My version didn't use a motor and required a human to pull the tape through, had a set of guide holes down the middle to indicate when a bit was to be read and used LEDs as both the light sources and the photo receptors.

All in all a rather fun project which worked much better than it had any right to.

Never did find a material which had the longevity of aluminium foil with the durability of 35mm film stock.





A friend had a commercial paper tape reader (don't recall who made it) from the S-100/8080/CP-M homebrew era built exactly like that. It was the 'inexpensive' version (they had motorized versions), and was finicky but worked OK for small amounts of code. CP/M actually has a built-in papertape reader device in bios called RDR: (tho it was often repurposed for other kinds of devices).


For something as short as a gpg key, you can easily use stamped brass “tape” 0.1-3mm in thickness.

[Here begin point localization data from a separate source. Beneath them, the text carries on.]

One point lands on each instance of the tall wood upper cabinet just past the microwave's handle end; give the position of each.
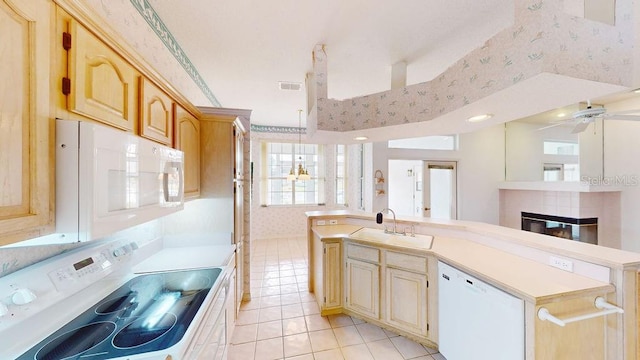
(188, 140)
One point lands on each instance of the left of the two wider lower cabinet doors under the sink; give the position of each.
(362, 288)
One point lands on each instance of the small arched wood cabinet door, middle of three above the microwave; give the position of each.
(156, 122)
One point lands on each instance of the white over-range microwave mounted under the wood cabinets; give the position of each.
(108, 180)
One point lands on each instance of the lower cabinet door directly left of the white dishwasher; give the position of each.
(406, 300)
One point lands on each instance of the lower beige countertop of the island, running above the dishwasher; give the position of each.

You can roll it like tape if it’s thin enough or just store it as a bar if your pattern is dense enough.

(Also note that OP’s version doesn’t require a motor either and can be actuated by hand, per TFA.)

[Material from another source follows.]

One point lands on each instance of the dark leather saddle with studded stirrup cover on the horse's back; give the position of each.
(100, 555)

Here's from 2014 with some capacity calculations [0]. "ssh private key (900 bytes): 15 feet of tape."

[0] https://heepy.net/index.php/Data_storage_capacity_of_teletyp...


If we prefer paper but relax the teletype constraint, Oleh Yuschuk's PaperBack [0] allows encoding 500 KB on a sheet of printer paper.

[0] https://ollydbg.de/Paperbak (posted various times to HN)


CNC machines which use paper tape, use a form of Mylar.


How did you write data onto the tape?


For the paper version, which is the only one I tested, I used a co2 laser to burn the holes, a jig to center tape and a pin to index the holes.